A change is announced in the Mercedes-AMG line-up for the 2023 DTM season: The GruppeM team, which was the first team ever to register for the new GT3 format at the end of 2020, is about to withdraw from the GT3 format after two years traditional series.
“We are still in talks with AMG,” explains team boss Kenny Chen in an interview with “Motorsport-Total.com”. “It’s possible that we won’t start in the DTM if we take part in other big international programs.”
What is it about? “Now that travel is also normalizing after COVID-19, we are planning to switch back to the IGTC as an AMG performance team,” he clarifies that the SRO Intercontinental GT Challenge series is in their sights. “And Macau too. We’ve always liked that.”
Did damage cause costs to double?
But why is the Hong Kong-licensed team, which clinched pole position and two podiums this year thanks to Maro Engel, no longer happy in the DTM? “The DTM is not an easy championship,” explains Chen. “It’s almost impossible to plan a budget because the cost of the damage is unpredictable.”

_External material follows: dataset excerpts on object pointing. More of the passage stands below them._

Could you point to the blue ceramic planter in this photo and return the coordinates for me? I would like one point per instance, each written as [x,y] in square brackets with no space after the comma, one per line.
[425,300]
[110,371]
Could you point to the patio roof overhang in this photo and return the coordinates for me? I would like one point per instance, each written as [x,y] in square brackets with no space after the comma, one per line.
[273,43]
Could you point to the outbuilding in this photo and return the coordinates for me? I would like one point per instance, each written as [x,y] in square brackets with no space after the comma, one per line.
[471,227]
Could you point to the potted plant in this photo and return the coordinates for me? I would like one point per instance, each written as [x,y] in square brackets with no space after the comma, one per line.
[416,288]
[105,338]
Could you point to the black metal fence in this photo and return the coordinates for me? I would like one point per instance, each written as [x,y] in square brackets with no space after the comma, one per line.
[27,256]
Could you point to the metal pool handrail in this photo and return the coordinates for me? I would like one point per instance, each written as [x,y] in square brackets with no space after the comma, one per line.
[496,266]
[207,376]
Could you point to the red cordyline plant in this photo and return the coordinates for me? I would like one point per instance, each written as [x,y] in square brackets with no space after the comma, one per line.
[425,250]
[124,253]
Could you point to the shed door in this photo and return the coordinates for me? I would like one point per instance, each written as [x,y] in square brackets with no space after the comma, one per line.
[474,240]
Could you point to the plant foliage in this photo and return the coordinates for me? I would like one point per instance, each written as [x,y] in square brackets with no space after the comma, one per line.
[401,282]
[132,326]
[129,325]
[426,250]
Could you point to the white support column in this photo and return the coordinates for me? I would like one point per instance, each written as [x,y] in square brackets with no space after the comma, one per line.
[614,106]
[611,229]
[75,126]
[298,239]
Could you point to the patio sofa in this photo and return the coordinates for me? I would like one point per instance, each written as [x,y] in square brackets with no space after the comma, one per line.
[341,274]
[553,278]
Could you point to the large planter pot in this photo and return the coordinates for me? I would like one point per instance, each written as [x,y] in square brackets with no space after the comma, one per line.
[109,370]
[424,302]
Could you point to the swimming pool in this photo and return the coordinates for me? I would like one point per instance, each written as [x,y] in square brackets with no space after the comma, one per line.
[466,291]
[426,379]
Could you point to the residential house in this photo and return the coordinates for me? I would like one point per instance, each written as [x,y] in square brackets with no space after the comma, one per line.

The damage caused in the 2022 season caused costs in the range of “around two million euros” for two Mercedes-AMG GT3s, according to the Taiwan-born Brit. With the traded pure operating costs of around one million euros per car, this is a doubling.
In addition: “Group M is possibly the only team here that is financed 90 percent by ourselves,” explains Chen, who bears the lion’s share of the budget himself. Because BWT is not a team sponsor, but a “strategic partner” of Mercedes-AMG.“
80 percent probability that the car will be damaged”
The high costs of the past season also have something to do with the fact that both Engel and his teammate Mikael Grenier had to change their chassis once during the season: This was the case for Engel after the Norisring Crash Festival, when he was after the Contact with Mirko Bortolotti thundered head-on into the wall. Grenier’s chassis also had to be changed after the aquaplaning impact in Spielberg.
Last year, when GruppeM was still a one-car team, Daniel Juncadella was repeatedly involved in collisions and incidents. “You saw in the DTM this season and last: If you’re in the middle of the field, there’s an 80 percent chance that your car will be damaged,” said Chen.
Team boss: DTM restart as the main cause of damage
He also sees the repeatedly criticized restarts in narrow rows of two based on the Indianapolis model as the cause of the high costs. “You only have to look at the restarts. Everyone is fighting against each other – but how can you solve that? And if there is no solution, then there will always be this damage,” says the team boss.
Above all, Chen cannot understand the decision of race director Scot Elkins to restart Sunday’s race in Spa in the last lap with a DTM formation restart. “It was completely unnecessary,” he says. “This damage alone cost us 55,000 euros,” he points out that the eighth-placed Engel retired after several collisions with his damaged car.
How a GroupM exit would affect
The Group M balance sheet after two DTM years: In 2021 Juncadella, who was on the podium once, finished ninth in the overall standings. The team finished sixth out of eleven teams in the championship. In 2022, the GruppeM team finished twelfth – out of a total of 17 teams. The pilots Engel and Grenier came in twelfth and 20th in the significantly larger starting field.
Should GruppeM actually – as is currently the plan – no longer compete in the DTM in 2023, Mercedes-AMG will lose a team from the squad for the 2022 season, which together with Winward, HRT and Mücke from four racing teams and eight Boliden exists.
If the plans of the DTM umbrella organization ITR to introduce a limit of a maximum of six vehicles per manufacturer, Mercedes-AMG would be with six cars – and right on schedule. However, it is not yet clear how the other Mercedes-AMG teams will line up for 2023.